Ce faisant, il existe une grande confusion sur la portée de la liberté d’expression qui, si l’on en croit M. Musk, peut aller jusqu’à souscrire aux messages violents incitant à la haine raciale et à des actions criminelles contre des communautés, notamment la communauté musulmane.
En Europe, notamment en France, toute forme de message à connotation raciste tombe sous le coup de la loi pénale et peut faire l’objet d’une condamnation.
Elon Musk ne l’a pas compris ou feint de l’ignorer. Ce faisant, il prend un risque important de se voir prochainement interdire la diffusion de son réseau social en Europe sur le fondement de la réglementation européenne. Le droit britannique est sur ce point plus proche du droit de l’Union européenne que celui des Etats-Unis où la liberté d’expression est protégée par le premier amendement de la Constitution.
La gravité de la situation est donc sans précédent dans l’histoire contemporaine du Royaume-Uni.
La responsabilité des gouvernements conservateurs successifs dans la montée de la xénophobie
Toutefois, de telles émeutes racistes ne seraient jamais intervenues s’il n’avait pas existé un terreau favorable à cette haine. Les principaux responsables politiques conservateurs portent une large responsabilité dans le déclenchement de ces violences. Depuis la campagne en faveur du Brexit, le langage xénophobe s’est largement développé contre les étrangers notamment les européens (parmi eux les polonais et italiens voir les français).
La députée Jo Cox, qui militait contre le Brexit, avait été assassinée le 16 juin 2016, par un partisan de l’extrême-droite lecteur assidu de Mein Kampf.
Depuis, les réseaux sociaux n’ont jamais cessé de prospérer, notamment par le langage des responsables conservateurs, dont les ministres de l’intérieur successifs, Priti Patel et Suella Braverman qui ont, durant leurs mandats, dénoncé l’invasion migratoire et les organisations non gouvernementales apportant une aide juridique aux demandeurs d’asile, qu’elles appelaient les « do-gooders » expression méprisante visant les personnes qui « veulent faire du bien », et de façon plus générale les militants des droits de l’Homme. L’opposition avait alors accusée la ministre de l’intérieur Suella Braverman d’avoir repris la rhétorique d’extrême-droite, notamment celle du parti déjà mentionné à savoir le British nationalist party en 2010.
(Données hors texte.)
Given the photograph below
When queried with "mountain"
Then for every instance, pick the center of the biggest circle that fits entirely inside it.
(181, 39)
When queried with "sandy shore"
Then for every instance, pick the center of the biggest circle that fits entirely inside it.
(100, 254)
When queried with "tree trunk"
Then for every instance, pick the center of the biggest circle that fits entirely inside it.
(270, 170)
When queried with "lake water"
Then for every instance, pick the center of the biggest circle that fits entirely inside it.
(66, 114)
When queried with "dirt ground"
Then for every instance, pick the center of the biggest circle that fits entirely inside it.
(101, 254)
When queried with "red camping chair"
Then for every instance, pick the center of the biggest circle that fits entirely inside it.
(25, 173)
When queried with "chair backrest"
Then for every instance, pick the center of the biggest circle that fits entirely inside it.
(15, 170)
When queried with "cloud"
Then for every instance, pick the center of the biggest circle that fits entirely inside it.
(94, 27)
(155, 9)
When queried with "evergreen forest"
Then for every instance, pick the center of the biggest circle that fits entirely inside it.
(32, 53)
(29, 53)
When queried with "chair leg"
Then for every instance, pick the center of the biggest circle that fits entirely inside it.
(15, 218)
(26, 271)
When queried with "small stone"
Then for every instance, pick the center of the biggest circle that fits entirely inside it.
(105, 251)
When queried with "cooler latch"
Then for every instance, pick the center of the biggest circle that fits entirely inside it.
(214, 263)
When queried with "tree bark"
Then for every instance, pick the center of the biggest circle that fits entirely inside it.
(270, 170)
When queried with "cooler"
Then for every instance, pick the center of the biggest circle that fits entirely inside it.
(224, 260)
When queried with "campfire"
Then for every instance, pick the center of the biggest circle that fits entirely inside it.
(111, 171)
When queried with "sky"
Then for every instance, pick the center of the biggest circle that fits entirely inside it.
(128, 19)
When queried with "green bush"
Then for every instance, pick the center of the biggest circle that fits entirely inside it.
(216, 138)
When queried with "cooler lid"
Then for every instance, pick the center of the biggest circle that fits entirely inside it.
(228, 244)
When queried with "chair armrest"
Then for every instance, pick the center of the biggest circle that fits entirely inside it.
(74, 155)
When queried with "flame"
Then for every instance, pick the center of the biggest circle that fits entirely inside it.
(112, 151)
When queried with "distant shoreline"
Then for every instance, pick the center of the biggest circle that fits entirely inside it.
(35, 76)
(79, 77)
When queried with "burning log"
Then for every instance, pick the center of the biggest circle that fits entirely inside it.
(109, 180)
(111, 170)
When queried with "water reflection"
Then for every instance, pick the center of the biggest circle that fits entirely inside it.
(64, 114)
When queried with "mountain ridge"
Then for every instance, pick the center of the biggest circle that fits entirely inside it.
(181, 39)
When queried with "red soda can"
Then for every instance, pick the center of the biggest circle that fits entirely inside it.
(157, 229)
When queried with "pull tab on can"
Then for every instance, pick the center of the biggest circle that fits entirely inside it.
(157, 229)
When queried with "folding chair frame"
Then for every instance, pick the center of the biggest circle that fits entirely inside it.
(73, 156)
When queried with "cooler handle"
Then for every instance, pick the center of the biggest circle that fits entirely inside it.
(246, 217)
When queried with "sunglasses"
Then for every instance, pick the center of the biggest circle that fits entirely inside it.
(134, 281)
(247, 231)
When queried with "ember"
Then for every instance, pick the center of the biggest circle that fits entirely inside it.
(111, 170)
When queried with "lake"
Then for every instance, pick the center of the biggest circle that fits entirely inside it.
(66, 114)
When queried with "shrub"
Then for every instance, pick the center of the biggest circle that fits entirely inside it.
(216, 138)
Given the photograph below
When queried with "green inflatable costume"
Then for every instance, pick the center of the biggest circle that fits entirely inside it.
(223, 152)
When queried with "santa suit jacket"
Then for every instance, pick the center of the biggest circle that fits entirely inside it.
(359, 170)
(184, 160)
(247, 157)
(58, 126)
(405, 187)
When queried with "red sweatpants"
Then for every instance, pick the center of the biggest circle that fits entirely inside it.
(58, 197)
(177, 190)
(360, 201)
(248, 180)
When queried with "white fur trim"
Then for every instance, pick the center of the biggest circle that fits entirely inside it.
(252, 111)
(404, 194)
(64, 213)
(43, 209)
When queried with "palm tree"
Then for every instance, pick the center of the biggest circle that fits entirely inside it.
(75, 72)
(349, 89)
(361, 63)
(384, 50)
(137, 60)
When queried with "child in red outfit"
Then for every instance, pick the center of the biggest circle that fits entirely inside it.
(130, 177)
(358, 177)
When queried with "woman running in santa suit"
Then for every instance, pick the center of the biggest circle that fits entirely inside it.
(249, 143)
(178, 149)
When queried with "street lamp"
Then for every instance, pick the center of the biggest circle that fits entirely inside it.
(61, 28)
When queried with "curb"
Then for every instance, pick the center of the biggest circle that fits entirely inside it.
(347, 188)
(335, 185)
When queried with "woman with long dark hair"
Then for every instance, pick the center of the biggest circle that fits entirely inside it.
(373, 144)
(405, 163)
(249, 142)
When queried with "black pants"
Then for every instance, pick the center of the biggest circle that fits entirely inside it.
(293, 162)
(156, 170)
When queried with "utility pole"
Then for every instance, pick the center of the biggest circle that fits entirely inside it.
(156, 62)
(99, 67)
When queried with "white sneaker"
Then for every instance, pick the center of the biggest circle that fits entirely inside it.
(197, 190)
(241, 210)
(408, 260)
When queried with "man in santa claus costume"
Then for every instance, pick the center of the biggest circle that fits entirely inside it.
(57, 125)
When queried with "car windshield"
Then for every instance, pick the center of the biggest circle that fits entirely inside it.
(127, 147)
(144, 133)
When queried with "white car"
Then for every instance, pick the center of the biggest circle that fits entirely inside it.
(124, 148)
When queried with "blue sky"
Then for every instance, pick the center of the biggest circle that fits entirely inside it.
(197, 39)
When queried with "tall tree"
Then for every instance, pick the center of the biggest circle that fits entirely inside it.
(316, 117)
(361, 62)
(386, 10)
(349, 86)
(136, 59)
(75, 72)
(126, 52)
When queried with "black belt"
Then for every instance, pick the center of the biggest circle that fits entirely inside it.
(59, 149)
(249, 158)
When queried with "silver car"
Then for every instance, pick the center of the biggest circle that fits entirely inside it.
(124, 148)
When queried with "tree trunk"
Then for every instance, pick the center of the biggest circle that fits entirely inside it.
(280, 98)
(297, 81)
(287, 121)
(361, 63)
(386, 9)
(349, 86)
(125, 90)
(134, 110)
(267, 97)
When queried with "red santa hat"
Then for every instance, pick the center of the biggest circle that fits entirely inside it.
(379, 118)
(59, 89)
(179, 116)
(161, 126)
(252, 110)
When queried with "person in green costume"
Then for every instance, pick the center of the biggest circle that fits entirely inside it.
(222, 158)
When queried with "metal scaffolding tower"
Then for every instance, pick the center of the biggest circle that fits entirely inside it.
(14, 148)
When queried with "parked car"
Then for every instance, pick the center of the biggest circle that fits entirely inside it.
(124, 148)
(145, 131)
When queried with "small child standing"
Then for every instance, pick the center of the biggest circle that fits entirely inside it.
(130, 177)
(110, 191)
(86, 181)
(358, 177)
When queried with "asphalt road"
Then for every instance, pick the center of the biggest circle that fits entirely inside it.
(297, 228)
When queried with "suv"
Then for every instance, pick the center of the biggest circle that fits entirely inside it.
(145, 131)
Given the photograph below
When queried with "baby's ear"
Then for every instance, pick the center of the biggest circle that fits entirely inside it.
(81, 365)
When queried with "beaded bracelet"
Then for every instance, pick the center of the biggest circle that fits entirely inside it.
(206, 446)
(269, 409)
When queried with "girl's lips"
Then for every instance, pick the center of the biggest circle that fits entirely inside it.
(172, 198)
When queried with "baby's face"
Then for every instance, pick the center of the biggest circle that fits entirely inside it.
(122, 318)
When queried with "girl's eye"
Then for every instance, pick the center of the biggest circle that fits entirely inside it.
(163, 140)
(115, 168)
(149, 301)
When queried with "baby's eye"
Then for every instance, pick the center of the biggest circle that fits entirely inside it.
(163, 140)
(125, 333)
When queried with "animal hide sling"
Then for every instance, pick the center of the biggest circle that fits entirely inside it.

En dernier lieu, au cours des deux dernières années, ce fut une propagande incessante et haineuse portée par le premier ministre conservateur lui-même Rishi Sunak avec sa campagne orchestrée depuis le 10, Downing Street « stop the boats » (« arrêtez les bateaux » des migrants venant illégalement depuis la Manche).
Le gouvernement britannique ne s’est pas aperçu, chemin faisant, qu’il creusait progressivement mais sûrement le sillon de la haine ethnique à travers le pays, ce que l’auteur de cet article n’a eu de cesse de dénoncer, sur le réseau social X précisément, à chaque nouveau post de Rishi Sunak à ce sujet, mais aussi sur les termes stigmatisants utilisés par les ministres de l’intérieur, enfin le scandale d’Etat des expulsions des demandeurs d’asile vers le Rwanda pour y instruire leurs demandes, qui n’ont jamais pu être exécutées car en contradiction avec la convention européenne de sauvegarde des droits de l’Homme et des libertés fondamentales. Cette haine s’est subitement rappelée à la mémoire des autorités dans une violence encore jamais atteinte.
Les évènements auront sans aucun doute des conséquences importantes, notamment pour renforcer les outils juridiques pour lutter contre la haine en ligne et les incitations à la violence ethnique, ce qui ne devra pas empêcher non plus de réfléchir à ce qui a conduit à cette situation. Un défi politique majeur pour tous les gouvernements de l’Union européenne.